きすけろぐ

翻訳者きすけの頭のなか

翻訳におけるチェッカーの役割

 

翻訳業界には、チェッカーという仕事がある。

 

チェッカーの業務は、翻訳者から上がってきた訳文の内容を確認すること。

その確認内容には、訳文の解釈が間違っていないか、抜けはないか、訳語にブレはないか、数字や記号は合っているか、固有名詞は正しいか、和訳の場合は「てにをは」の確認、英訳の場合は単純な文法ミスの有無など、あらゆる面が含まれる。

 

わたしも翻訳の仕事につくきっかけとしてオンサイトのチェッカーを経験したが、翻訳の実務経験のない人が翻訳者の見習い的な立場で仕事をする場合も多い。

 

特に取り扱い分野が多岐にわたり専門分野ごとのチェッカーを持たない翻訳会社では、チェッカーが対象となる文章の専門知識を持っていない場合も多々ある。

 

しかし理想で言えば、翻訳者と同等水準またはそれ以上の背景知識や言語知識を持つ人物がチェックを行うのが望ましい。

 

わたしがオンサイトでチェッカーをしていた時、勤務していた翻訳会社の扱う分野は幅広く、おまけに多言語対応もしていたので、様々な分野の文章に触れ、よい経験にはなった。

インターネットを使った調査の方法も身につけ、事実確認の要領も身につけた。

 

数学が死ぬほど嫌いなド文系なので、機械系の取扱説明書などは内容が理解できないことも多く、調査に時間もかかったが、継続的な案件をチェックしていた医学系の論文や研修資料などは、これは何かおかしい、などと訳文のミスに対する嗅覚らしきものが身についた。

 

オンサイトに行かなくなってから何年もたつが、いまだにその会社からは時間の都合がつく限り、チェックの案件を受注している。

 

上手い人の訳文は勉強になるし、そうでない人の訳文は自分への戒めになるし、自分の専門分野以外の文章を読むことがある種の気分転換にもつながっている。

 

翻訳者を目指す人にとって、チェッカーへの応募は翻訳業界に入るよいきっかけになる。
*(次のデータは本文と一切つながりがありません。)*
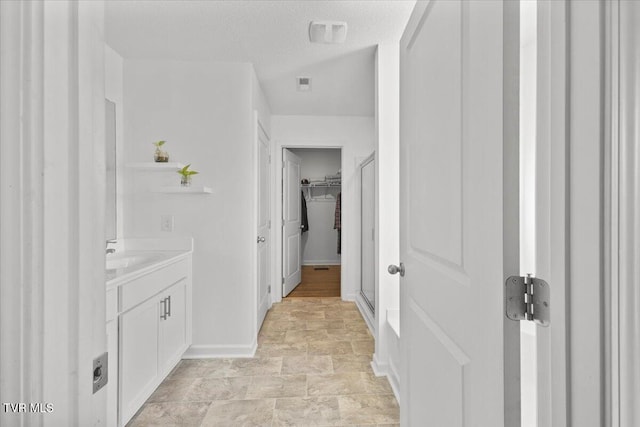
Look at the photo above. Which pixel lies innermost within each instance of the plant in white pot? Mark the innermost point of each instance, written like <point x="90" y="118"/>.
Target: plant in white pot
<point x="186" y="175"/>
<point x="160" y="155"/>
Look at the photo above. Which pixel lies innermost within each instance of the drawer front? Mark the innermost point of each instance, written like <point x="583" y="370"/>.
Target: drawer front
<point x="112" y="304"/>
<point x="141" y="289"/>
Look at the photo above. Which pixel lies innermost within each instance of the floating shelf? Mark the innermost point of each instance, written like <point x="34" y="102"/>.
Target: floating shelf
<point x="178" y="189"/>
<point x="156" y="166"/>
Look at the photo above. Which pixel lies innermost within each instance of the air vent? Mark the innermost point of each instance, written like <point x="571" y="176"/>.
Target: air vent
<point x="303" y="84"/>
<point x="327" y="31"/>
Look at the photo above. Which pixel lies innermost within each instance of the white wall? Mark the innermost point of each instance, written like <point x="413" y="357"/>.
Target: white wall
<point x="319" y="244"/>
<point x="52" y="304"/>
<point x="204" y="110"/>
<point x="114" y="91"/>
<point x="356" y="137"/>
<point x="387" y="201"/>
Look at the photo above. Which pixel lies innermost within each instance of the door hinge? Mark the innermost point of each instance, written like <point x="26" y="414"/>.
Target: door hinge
<point x="527" y="298"/>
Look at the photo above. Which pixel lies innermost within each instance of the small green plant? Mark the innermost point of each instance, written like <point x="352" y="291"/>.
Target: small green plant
<point x="160" y="155"/>
<point x="186" y="175"/>
<point x="186" y="172"/>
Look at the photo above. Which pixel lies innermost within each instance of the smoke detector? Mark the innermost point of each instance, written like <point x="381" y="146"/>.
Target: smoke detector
<point x="327" y="31"/>
<point x="303" y="84"/>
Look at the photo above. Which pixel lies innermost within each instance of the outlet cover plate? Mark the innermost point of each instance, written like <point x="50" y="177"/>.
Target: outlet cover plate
<point x="166" y="222"/>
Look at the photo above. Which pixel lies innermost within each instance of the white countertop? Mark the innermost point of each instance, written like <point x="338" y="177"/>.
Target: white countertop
<point x="137" y="257"/>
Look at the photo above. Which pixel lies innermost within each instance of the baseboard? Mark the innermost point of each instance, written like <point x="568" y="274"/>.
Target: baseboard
<point x="394" y="379"/>
<point x="220" y="351"/>
<point x="349" y="297"/>
<point x="379" y="369"/>
<point x="329" y="262"/>
<point x="365" y="311"/>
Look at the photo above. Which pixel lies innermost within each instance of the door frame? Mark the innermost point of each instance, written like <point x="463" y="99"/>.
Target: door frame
<point x="258" y="128"/>
<point x="574" y="250"/>
<point x="276" y="209"/>
<point x="623" y="200"/>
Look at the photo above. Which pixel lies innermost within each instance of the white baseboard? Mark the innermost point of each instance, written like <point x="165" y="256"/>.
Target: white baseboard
<point x="394" y="379"/>
<point x="349" y="297"/>
<point x="220" y="351"/>
<point x="368" y="317"/>
<point x="379" y="369"/>
<point x="321" y="262"/>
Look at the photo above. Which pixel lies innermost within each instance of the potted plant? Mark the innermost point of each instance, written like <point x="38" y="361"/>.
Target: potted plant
<point x="160" y="155"/>
<point x="186" y="175"/>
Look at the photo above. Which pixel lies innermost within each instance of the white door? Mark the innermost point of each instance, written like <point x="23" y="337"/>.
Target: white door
<point x="291" y="222"/>
<point x="264" y="224"/>
<point x="459" y="353"/>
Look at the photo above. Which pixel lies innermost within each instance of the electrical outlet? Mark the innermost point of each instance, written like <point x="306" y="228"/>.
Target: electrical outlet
<point x="166" y="222"/>
<point x="100" y="371"/>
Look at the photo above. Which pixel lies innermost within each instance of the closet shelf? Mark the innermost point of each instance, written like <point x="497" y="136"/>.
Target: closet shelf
<point x="156" y="166"/>
<point x="323" y="185"/>
<point x="194" y="189"/>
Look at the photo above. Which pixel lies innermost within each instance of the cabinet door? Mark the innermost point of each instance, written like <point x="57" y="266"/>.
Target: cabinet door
<point x="138" y="356"/>
<point x="173" y="330"/>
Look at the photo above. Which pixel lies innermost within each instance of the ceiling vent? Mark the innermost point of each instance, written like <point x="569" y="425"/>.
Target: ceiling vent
<point x="327" y="31"/>
<point x="303" y="84"/>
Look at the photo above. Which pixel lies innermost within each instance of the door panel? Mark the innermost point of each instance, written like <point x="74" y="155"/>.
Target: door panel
<point x="173" y="330"/>
<point x="452" y="237"/>
<point x="138" y="348"/>
<point x="264" y="224"/>
<point x="291" y="222"/>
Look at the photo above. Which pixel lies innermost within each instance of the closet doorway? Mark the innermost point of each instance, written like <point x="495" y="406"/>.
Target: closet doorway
<point x="312" y="228"/>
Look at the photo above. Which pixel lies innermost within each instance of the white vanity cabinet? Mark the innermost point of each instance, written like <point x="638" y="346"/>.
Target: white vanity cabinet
<point x="154" y="332"/>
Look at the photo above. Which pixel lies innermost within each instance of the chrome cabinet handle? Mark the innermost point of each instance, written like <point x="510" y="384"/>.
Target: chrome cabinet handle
<point x="163" y="316"/>
<point x="394" y="269"/>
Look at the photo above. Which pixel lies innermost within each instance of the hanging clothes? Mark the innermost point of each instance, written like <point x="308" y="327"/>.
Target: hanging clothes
<point x="304" y="219"/>
<point x="338" y="219"/>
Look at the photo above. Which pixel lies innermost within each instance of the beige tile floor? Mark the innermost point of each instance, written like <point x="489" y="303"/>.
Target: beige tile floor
<point x="312" y="367"/>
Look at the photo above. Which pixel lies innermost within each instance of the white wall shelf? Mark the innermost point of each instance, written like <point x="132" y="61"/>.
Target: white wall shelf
<point x="178" y="189"/>
<point x="156" y="166"/>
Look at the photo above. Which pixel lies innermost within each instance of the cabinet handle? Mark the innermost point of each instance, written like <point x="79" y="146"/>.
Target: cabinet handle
<point x="163" y="316"/>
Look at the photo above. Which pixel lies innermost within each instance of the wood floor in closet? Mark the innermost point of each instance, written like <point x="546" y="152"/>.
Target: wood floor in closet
<point x="318" y="281"/>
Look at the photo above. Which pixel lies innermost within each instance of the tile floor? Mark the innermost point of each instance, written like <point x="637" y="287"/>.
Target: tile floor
<point x="312" y="367"/>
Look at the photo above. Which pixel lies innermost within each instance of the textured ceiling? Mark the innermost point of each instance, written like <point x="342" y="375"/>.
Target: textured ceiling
<point x="273" y="35"/>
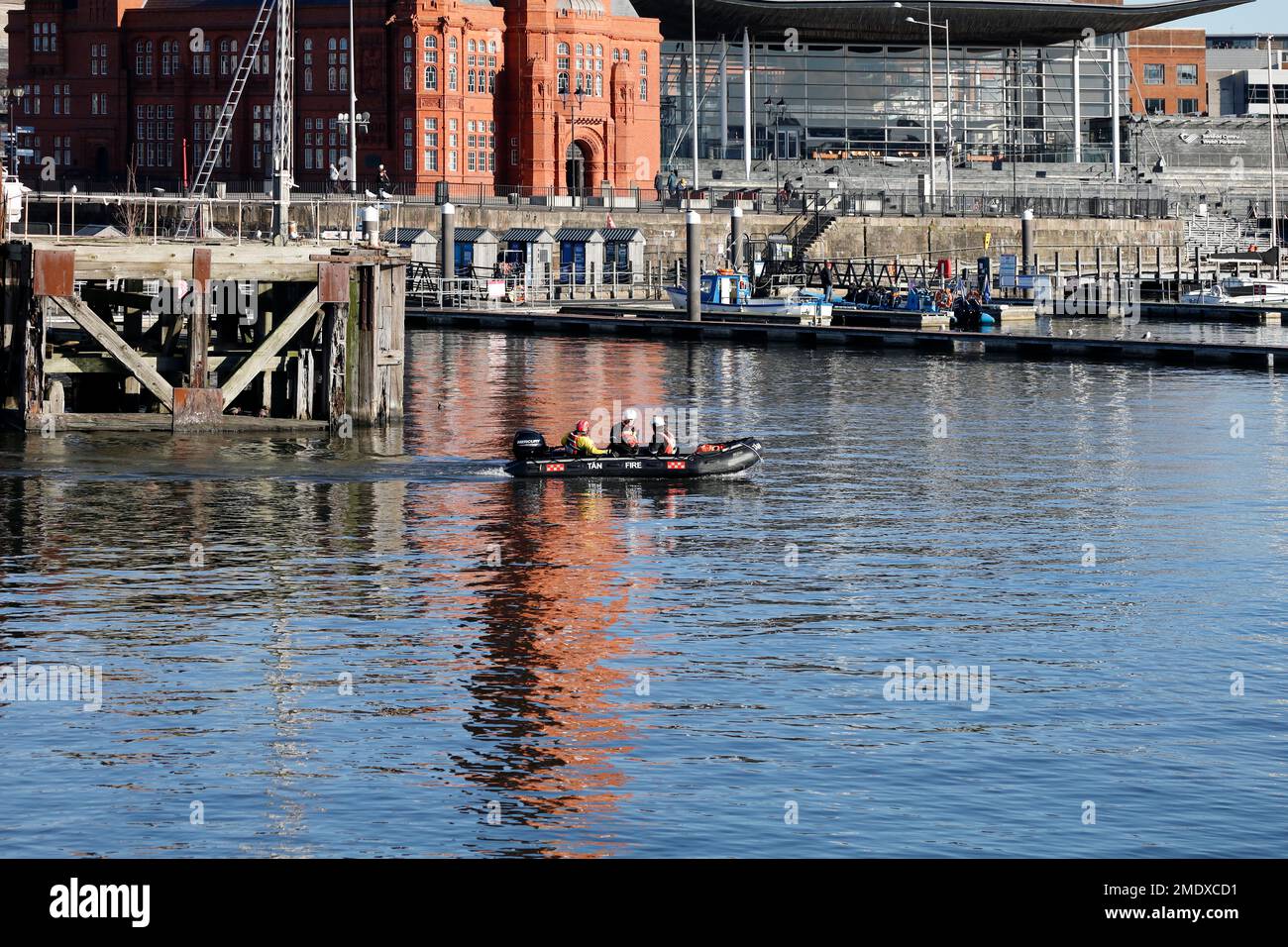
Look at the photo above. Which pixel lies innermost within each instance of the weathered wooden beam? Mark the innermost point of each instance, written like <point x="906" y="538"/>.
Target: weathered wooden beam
<point x="275" y="341"/>
<point x="378" y="379"/>
<point x="33" y="384"/>
<point x="104" y="364"/>
<point x="106" y="337"/>
<point x="198" y="322"/>
<point x="107" y="261"/>
<point x="301" y="389"/>
<point x="335" y="331"/>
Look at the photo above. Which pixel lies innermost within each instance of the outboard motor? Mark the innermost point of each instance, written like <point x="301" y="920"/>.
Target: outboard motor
<point x="529" y="445"/>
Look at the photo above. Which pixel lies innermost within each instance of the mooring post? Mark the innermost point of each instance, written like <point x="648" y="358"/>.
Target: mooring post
<point x="447" y="245"/>
<point x="377" y="377"/>
<point x="198" y="318"/>
<point x="334" y="295"/>
<point x="735" y="240"/>
<point x="694" y="234"/>
<point x="1028" y="230"/>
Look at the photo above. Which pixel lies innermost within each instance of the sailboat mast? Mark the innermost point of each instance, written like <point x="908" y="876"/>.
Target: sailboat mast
<point x="1274" y="175"/>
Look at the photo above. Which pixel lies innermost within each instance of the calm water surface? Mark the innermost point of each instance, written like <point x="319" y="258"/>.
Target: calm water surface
<point x="593" y="669"/>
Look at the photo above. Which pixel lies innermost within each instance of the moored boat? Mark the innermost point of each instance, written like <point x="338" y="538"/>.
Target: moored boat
<point x="729" y="292"/>
<point x="535" y="459"/>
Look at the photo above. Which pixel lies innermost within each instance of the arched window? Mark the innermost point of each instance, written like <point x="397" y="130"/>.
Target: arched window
<point x="143" y="58"/>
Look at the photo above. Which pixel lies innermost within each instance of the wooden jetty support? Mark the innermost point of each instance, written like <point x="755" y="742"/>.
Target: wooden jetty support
<point x="132" y="335"/>
<point x="655" y="324"/>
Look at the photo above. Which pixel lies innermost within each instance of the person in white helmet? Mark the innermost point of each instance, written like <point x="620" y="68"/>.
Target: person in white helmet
<point x="625" y="437"/>
<point x="664" y="442"/>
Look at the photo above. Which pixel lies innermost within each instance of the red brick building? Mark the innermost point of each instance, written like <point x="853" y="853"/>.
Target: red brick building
<point x="1168" y="71"/>
<point x="458" y="90"/>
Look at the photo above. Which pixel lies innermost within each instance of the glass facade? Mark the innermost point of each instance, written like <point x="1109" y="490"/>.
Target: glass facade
<point x="870" y="102"/>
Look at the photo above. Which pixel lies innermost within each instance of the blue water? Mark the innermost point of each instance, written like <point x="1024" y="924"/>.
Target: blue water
<point x="666" y="669"/>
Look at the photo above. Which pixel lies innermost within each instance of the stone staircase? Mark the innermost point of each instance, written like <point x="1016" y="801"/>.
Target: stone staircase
<point x="1224" y="234"/>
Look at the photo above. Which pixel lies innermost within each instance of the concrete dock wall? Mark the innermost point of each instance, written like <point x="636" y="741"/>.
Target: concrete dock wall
<point x="848" y="237"/>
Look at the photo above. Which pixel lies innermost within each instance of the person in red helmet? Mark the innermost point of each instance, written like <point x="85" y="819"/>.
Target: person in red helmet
<point x="579" y="441"/>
自分が最終的に翻訳者になりたいのか、専門職としてのチェッカーを極めるのかをしっかり見据え、翻訳者になるためのステップとするのであれば、チェック業務の中で自分の翻訳力を磨いていくという意識をキープすることが必須だと思う。

 

ただ、チェッカーは基本的には翻訳者よりも報酬が少なく、時給計算の場合もあるので、収入面も考慮する必要があるだろう。

 

「職人」に憧れるわたしとしては、チェックという仕事を極め、出版業界でいうプロの校正者のような信頼できる立場を築いていく人も素敵だなと感じるし、しっかりしたチェッカーがある会社は、翻訳の品質を大切にしているのだと安心する。

 

わたしにとってチェッカー業務の経験は非常に役に立っているので、悩んで一歩踏み出せない人には、おすすめしたい。